"the only people for me are the mad ones, the ones who are mad to live, mad to talk, mad to be saved, desirous of everything at the same time..." -- Kerouac

Thursday, October 27, 2005


Your final papers should be around 10 to 20 pages. I tend to be more interested in thought than research. Mind you, I'm mot interested in unsupported thought. Back up what you say with evidence. But huge, heavily footnoted research projects are probably not necessary. There are, on the other hand, a lot of opportunities to do orginal research by interviewing the key players.

Those of you you have been rocking out on your homework blogs and in class should not worry much about the papers, except as a way to bump from high pass to distinction.
Those of you who have been lagging a bit might want to use a home run paper to get yourself back in the game.

Do you need help with topics? I'm available. I plan to re-immerse in course-related stuff over the weekend, so email me or post comments to this blog.


At 4:54 AM, Blogger Holly said...

Just a short FYI - Rapaille has a book coming out in May 2006 called "The Culture Code." I've found lots of interesting stuff about him and his work. Fascinating!

At 5:52 PM, Blogger Nile said...

Question...when is this paper due??

At 7:58 PM, Blogger Mattyd said...

Matt here. Have you read Malcolm Gladwell's Blink? It's a remarkable book dealing with human beings’ ability to "thin slice". It examines the means by which people make snap and accurate judgments about varying aspects in life, and how examining a person's reaction to situations can accurately predict a remarkable number of things about their future. For example, one psychologist was able to determine with 95% accuracy if a couple would remain married in 15 years after viewing the couple talk for only 15 minutes.

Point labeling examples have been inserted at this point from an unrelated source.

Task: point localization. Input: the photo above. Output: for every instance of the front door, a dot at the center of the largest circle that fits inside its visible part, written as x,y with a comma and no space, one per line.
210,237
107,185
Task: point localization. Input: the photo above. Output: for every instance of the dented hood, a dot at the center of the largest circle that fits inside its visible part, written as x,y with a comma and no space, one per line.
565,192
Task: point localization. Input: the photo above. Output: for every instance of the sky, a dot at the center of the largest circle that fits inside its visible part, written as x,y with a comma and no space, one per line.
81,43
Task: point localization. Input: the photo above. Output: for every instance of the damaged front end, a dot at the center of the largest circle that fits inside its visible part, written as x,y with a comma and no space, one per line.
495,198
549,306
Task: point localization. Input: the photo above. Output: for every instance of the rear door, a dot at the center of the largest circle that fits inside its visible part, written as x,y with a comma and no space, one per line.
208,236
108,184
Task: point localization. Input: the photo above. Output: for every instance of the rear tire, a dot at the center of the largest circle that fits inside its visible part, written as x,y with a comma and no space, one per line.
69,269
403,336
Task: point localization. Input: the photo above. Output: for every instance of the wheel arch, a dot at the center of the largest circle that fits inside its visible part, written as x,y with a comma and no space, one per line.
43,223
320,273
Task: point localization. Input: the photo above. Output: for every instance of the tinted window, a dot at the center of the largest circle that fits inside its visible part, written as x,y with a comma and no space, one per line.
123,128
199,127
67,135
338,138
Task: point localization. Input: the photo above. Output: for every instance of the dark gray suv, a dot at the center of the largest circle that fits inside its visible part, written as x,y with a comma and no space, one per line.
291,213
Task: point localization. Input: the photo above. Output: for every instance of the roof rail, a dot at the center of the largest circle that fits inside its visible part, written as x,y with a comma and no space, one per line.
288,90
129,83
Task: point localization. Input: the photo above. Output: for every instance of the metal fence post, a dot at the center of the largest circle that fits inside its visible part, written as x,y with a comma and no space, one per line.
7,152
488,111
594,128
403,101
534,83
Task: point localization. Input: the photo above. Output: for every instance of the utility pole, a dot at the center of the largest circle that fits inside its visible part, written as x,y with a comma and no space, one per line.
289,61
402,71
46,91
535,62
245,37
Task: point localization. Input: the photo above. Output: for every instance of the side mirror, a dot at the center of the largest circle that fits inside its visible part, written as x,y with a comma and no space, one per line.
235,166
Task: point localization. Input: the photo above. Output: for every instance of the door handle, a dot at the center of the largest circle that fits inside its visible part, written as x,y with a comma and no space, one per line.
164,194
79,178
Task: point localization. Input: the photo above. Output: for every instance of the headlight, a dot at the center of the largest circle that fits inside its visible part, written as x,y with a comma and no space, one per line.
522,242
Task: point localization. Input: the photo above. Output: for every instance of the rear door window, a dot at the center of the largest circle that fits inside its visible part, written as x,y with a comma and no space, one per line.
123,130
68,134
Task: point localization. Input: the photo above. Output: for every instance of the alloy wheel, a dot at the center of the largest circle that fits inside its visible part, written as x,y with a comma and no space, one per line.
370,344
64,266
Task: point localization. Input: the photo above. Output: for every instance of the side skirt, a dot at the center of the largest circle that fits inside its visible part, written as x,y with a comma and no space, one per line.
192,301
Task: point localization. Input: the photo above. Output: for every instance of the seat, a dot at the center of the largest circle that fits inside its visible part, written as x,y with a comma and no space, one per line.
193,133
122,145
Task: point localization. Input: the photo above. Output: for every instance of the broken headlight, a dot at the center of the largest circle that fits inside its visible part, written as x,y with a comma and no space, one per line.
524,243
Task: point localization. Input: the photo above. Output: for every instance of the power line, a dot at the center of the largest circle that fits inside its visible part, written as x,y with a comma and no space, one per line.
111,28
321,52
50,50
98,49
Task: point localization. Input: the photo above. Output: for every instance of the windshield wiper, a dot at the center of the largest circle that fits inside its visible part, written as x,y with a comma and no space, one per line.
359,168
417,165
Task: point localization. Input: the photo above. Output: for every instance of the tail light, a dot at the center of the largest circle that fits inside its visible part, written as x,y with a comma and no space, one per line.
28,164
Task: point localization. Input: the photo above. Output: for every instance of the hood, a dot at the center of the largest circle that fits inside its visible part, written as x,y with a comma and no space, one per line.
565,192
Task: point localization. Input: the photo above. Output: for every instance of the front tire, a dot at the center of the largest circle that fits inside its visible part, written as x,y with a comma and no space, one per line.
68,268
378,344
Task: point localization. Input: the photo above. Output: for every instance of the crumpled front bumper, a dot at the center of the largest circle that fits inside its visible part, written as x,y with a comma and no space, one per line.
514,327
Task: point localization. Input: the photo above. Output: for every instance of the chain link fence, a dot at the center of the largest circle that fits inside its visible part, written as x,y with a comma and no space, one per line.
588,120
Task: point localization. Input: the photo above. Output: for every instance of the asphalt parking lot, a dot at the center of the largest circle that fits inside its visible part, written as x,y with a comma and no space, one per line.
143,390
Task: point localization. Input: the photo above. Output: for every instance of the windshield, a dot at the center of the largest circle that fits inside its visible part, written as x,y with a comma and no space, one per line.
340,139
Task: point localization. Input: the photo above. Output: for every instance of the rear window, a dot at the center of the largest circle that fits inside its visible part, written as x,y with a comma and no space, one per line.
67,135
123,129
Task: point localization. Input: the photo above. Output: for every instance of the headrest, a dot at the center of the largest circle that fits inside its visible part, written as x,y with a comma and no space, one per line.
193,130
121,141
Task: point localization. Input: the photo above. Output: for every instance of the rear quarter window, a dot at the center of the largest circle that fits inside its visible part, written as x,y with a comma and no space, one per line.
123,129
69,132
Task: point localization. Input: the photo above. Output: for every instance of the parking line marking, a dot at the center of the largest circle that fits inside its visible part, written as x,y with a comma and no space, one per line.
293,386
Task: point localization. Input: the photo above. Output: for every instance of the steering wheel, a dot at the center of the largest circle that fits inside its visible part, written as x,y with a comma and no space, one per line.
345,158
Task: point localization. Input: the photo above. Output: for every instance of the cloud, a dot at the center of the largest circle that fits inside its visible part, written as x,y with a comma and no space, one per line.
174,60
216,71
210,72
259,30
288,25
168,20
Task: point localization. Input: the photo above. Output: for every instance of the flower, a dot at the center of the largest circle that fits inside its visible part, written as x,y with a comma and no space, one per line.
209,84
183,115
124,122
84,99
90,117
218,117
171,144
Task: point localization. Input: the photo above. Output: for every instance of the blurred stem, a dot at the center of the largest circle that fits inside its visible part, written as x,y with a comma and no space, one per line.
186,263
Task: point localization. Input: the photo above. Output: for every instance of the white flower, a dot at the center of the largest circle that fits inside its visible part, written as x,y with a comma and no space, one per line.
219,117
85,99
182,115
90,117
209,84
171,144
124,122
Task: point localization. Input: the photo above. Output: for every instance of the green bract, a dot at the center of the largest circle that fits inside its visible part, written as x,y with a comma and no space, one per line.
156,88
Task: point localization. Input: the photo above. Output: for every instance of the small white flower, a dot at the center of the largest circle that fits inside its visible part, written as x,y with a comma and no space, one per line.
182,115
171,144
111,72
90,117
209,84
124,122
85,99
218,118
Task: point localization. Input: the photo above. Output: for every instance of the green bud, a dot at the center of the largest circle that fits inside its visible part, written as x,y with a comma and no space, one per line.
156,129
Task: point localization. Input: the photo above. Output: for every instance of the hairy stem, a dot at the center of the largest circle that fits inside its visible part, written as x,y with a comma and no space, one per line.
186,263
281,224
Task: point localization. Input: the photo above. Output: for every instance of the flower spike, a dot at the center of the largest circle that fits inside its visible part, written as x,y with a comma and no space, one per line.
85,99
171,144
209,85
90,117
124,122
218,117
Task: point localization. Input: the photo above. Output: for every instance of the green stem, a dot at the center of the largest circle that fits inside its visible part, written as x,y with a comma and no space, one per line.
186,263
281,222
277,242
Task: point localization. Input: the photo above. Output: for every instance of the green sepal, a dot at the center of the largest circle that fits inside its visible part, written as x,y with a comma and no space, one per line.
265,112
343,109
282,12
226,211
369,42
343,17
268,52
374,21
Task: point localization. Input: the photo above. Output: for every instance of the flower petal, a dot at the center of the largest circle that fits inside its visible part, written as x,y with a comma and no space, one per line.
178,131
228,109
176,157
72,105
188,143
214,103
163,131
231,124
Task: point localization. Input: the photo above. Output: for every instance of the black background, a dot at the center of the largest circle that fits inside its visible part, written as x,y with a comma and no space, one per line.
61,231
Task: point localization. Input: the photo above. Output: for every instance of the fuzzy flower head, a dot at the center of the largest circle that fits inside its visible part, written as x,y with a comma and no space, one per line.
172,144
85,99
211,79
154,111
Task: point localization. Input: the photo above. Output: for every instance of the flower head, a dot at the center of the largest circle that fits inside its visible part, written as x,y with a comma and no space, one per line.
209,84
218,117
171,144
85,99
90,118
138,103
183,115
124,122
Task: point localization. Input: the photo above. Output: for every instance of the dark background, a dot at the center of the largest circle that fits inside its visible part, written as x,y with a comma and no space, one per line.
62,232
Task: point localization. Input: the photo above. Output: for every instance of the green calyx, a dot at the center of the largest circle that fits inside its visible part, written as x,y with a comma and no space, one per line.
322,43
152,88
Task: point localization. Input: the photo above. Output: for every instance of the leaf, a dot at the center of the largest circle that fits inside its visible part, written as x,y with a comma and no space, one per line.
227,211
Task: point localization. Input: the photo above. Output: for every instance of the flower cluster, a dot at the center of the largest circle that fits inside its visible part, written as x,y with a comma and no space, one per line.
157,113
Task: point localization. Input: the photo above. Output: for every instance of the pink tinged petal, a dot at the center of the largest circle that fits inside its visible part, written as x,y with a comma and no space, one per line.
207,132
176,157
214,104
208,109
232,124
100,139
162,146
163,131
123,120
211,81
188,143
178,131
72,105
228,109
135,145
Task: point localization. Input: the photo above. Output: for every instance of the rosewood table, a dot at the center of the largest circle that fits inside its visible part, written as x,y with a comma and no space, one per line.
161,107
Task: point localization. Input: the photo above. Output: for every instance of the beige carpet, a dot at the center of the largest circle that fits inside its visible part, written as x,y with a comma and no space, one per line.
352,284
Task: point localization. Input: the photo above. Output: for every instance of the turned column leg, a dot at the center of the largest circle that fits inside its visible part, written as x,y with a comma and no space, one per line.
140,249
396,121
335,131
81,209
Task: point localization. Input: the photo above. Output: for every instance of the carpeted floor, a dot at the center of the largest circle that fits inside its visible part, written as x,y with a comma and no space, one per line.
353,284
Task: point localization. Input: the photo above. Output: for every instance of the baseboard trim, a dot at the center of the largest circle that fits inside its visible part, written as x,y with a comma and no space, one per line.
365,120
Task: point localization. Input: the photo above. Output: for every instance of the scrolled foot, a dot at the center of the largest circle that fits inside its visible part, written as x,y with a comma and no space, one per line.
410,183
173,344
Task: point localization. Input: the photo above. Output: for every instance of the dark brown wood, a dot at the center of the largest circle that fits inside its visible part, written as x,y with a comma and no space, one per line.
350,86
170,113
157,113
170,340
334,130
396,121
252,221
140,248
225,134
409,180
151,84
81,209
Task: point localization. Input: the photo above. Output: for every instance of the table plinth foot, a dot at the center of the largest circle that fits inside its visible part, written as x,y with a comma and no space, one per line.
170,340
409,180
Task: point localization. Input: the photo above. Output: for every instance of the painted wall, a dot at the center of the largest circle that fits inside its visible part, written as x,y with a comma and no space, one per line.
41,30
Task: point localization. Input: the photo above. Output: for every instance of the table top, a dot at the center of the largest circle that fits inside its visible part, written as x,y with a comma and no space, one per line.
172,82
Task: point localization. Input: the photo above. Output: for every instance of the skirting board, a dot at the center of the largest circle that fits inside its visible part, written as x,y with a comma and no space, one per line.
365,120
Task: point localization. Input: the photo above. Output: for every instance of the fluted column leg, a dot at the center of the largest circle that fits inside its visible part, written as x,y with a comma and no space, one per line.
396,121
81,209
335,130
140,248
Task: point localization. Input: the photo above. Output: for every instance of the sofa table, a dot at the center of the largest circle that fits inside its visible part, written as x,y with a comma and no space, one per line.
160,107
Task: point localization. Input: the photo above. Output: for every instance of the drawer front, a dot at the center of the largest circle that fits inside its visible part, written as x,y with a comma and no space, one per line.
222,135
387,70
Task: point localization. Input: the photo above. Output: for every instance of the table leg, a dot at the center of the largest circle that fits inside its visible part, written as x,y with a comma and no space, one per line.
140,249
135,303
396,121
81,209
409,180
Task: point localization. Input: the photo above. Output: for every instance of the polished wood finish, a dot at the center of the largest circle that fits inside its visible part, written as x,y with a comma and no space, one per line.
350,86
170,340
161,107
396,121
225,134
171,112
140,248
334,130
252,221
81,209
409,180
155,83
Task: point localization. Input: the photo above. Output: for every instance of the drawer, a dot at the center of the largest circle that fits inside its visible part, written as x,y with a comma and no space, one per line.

For the paper, I'd like to take a look at the physical attributes and aspects of blogs in terms of what makes a blog appealing to a reader on a surface, content free level. And I'd like to duplicate a study outlined in Gladwell's book to help me. Gladwell discussed a study in which individuals were given 2 second, 10 seconds, 2 minutes, and 15 minutes to view videotape showing a teacher at work. Subjects were asked to rate the teacher's effectiveness and skill. Regardless of whether the subject viewed 2 seconds or 15 minutes of footage, the outcome was almost always the same. The opinion of people did not change despite viewing a longer period of videotape. This highlights a human's ability to think slice, or make a snap and highly accurate judgments on a very, very small bit of data. I'd like to conduct a less scientific form of this test in terms of people's reaction to blogs, using 20-40 people I know as test subjects. I'd like to determine whether physical structure and appearance plays a role in a blogs popularity, and to what degree it does, as well as identifying some of the aspects of a blog that appeal to readers on a surface and subconscious level.

Will this make for a decent paper topic?